Parents: We All Suck

30 Apr

Let’s be honest. Every parent has moments of superiority over all the other cowering parents around us. We’ve done something right with our kids and we have a primal impulse to hold our heads higher and bestow upon our pitiful peers the blessing of basking in the glow of our eminence.

From a perfectly planned and timed conception to a child’s acceptance of a Nobel Prize – and every possible accomplishment in between – we parents grasp at those fleeting moments of pride and grip them as tightly as we can. Whether we broadcast these victories to everyone near and far, or do our gloating silently, is up to the individual. But we all know we’ve felt that tingle of supremacy.

I have a child who is very gifted athletically. He is the star of his undefeated soccer team, having scored in every game they’ve played. He is tall and lean and strong and fast. Oh, and he’s also adopted. But still, I take full credit for his athletic prowess.

My youngest child’s kindergarten class has on two occasions watched an episode of “Arthur” to compliment something they’re learning in class. Because he is steered away from “Arthur” (and “Caillou” and “Sponge Bob Square Pants”) at home, my endearingly obedient son sweetly informed his teacher that he’s not allowed to watch that show and she allowed him to do some other activities until it was over. Honestly, I wouldn’t have cared if he’d watched a couple of episodes with his class, but he spoke up for what he assumed I’d expect of him, and that thrills this mama’s heart.

My daughter applied for a specialized program in high school. She worked hard to put together a resume and references, and her abilities and work ethic came across loud and clear on the recent report cards that she submitted with her application. Her effort paid off when the high school guidance counselor phoned to welcome her enthusiastically to the program. We were even told that most students receive their acceptance in the mail, but the counselor was eager to break the news specifically to my daughter. My daughter. You may applaud my parenting now.

Just this weekend, my other daughter spent most of a day working outside with her daddy and then came inside to help me with some other jobs. She heartily declared how much fun she’d had that day, doing all that work with us. We are just that fun to be around. Even doing manual labour.

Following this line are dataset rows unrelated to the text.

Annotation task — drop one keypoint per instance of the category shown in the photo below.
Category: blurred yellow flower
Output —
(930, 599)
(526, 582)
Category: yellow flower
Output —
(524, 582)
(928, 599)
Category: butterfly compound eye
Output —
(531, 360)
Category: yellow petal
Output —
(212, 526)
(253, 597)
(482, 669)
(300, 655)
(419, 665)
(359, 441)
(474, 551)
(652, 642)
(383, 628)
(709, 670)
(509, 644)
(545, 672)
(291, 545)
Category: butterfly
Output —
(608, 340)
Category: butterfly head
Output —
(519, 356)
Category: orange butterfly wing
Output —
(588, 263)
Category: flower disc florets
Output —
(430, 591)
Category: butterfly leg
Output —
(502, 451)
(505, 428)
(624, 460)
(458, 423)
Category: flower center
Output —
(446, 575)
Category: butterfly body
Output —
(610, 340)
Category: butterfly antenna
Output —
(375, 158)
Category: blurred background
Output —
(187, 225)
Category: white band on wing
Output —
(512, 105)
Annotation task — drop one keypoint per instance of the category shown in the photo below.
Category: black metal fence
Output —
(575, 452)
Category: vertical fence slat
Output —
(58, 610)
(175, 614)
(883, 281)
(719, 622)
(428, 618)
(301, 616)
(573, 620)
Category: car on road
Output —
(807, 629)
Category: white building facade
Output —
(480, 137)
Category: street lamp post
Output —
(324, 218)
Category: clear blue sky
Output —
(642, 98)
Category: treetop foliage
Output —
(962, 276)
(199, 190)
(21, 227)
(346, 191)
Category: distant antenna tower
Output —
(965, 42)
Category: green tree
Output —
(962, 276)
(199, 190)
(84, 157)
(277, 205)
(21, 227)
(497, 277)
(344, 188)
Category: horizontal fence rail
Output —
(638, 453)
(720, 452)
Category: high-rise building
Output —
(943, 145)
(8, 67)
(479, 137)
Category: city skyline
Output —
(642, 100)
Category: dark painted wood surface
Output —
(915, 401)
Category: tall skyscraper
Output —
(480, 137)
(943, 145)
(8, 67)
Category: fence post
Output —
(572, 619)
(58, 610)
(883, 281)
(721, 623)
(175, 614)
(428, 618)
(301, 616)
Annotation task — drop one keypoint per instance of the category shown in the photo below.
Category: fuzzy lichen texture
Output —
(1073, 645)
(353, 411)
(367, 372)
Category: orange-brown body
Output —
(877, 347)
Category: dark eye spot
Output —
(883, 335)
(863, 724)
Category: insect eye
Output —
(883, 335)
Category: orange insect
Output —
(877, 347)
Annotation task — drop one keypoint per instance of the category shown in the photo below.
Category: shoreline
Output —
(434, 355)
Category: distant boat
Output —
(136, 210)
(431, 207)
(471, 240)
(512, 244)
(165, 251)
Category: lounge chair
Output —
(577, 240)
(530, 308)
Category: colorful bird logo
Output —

Conventional wisdom tells us to check our parental pride at the door and leave it there forever because of all the failures that are destined to humble us sooner or later.

Failures? Oh yes, I’ve had my share of those.

I carefully clicked my newborn daughter’s infant carrier into the car seat base without waking her up, drove half an hour to get home, and then discovered that under her cozy blanket, she wasn’t buckled in at all.

I started to tuck my son into bed one evening and asked him why it smelled like pee. “Oh yeah. I wet my bed last night. I forgot to tell you.” It was late and I was tired (and perhaps emotionally unstable at the time) so I said, “Well, it’s dry now. Good night.”

I have never bought school pictures or signed up for school lunches. Not even the milk program. Those are gaps in my children’s lives that will never be filled. The arbitrary expense is only part of my reasoning. The other is that I don’t have a personal secretary to file all the necessary paperwork for me, so it just doesn’t get done. Sorry, kids. Work it out with your therapist.

That kid who isn’t allowed to watch “Arthur”? Yeah, he saw all of the “Lord of the Rings” movies before he was four.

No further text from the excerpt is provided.